As much as I love seafood, I have to confess I am becoming a bit tired of octopus, salted cod, squid, and the like.  Maybe my stomach is telling me it is wearying of this, I don't know... The next time I journey here for two weeks, I believe I'll rent an apartment, do my own shopping, and cook what I want.  Maybe.  Sounds like a great idea, AND it's a lot more work.  A lot of time figuring out how to get to the market at the right time before they shut down.  When I went to the fish and produce market the other morning specifically to take pictures it was about 10:30 am and the place had been in full swing since early on (7 maybe).  They shut down firmly at noon, pack up their stuff, clean up the arcade, and, poof, they're gone.  The Italians take marketing very seriously, and it is huge entertainment to watch them all poking at the veggies, having intense conversations about the shimmering fishes that are on display.  The amount of choice is staggering.  The wealth of beautiful looking fish from the tiny little crabs and shrimps to the huge swordfishes, soles, branzinos, and all variety that I couldn't possibly translate into English.  The produce is stunning too, punctuated by a proliferation of purple artichokes now in season, in a large variety of sizes.  And when you sample those little gems, perfectly marinated in olive oil at your little osteria, you are transported into the pleasure realm for sure.  One lunch I had recently was just this:  fresh made tagliarini with granseola (baby crab) in olive oil and garlic, with a side of those charming little purple "carciofini" (baby artichokes).  The perfect Italian lunch!
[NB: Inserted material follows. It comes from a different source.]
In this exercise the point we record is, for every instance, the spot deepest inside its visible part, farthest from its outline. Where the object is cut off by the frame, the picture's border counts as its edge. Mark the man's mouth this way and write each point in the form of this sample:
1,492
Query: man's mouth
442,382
I could sit here all day writing about the culinary pleasures and disappointments (fortunately fewer of those), but something is calling me to go outside, and try my hand a little more exploring.  Only today and the weekend left before returning.  I must get to Torcello, the island with the ancient church which is said to be the "mother Venice" -- the original Venetian community.  It is a haunting place, but sadly I don't have the motivation to get out there today ....
From the Flora Hotel in the center of  San Marco, I will say, "arrivederci" for now.